^
Can't blame a reporter for trying to break some news. Nice try Chollie.
I personally think that the pictured card is 'rv870xt', which is an mcm package of 2x830/840...Whatever the displayed die of ~180mm2 is. If the shoe fits...
Considering the mobile information which puts the 'rv840' pro at 60W load, I think we'll see something like this:
rv840pro: < 75W (no peg)...60W
rv840xt: >75W (1x6-pin)...85W?
rv870pro: <150W (1x6-pin)...110W?
rv870xt: >150W (2x6-pin)...160W?
R800: < 300W (1x8pin, 1x6-pin)....Two mcm packages in typical 'x2' config.
Something like this makes sense because the XT models get that extra power (plug) in every instance, comparable to the next steps pro model, which could be used for higher clock speeds. It separates each market. IE, the 'pro' model would not have the juice to obtain even close to what the XT could obtain in clock speed. For instance, a pro model @ 750-800mhz and the XT @ 950-1ghz.
I figure 40nm was always meant to usher in the 900-1ghz core speeds. If rv740 would've worked out ideally, it would've been the rv670 to the r600. Not a huge performance bump, but essentially a re-do with a smaller power envelope and slightly less bandwidth. The ROPs especially benefiting from the higher clock, but even the cut down design yielding a superior product because of clocks. Obviously the problems with rv740/tsmc 40nm lead to that not happening and I believe us getting the 4750-spec as a 4770. I would not be in the least surprised if the initial mark for the high-end product was nearer the 1ghz marker with
5ghz GDDR5...such as was displayed with the launch slides. Obviously the massive power leakage kept that from happening (and probably from nvidia creating gt214) but still. Two things I find interesting:
1. Load power ideally at stock is 50W, as shown by xbitlabs. There must've been something severely fooked at TSMC for them to need to require a 6-pin as it has.

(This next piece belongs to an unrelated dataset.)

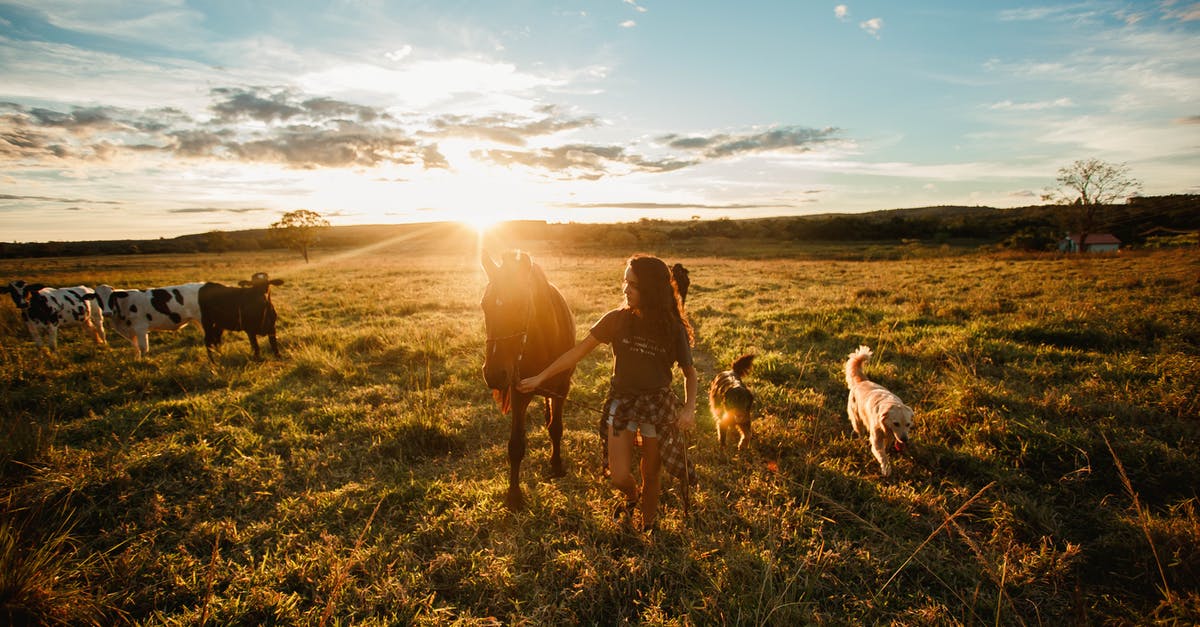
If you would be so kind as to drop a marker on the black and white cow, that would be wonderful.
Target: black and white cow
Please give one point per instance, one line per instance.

2. Every 4770 I've seen can obtain 1ghz using the stock cooler and voltage tweak.
I figure they had a plan, but when yields ended up in the can and/or with huge variable leakage, they just decided to release the thing with the power connector to cover their bases and let whomever could actually get one go nuts.
I think they have it all ironed out with 'evergreen', which I still think is a gpu (not a range of gpus), and have the tiers planned accordingly. That could certainly cover the $149-morethanIcanafford market.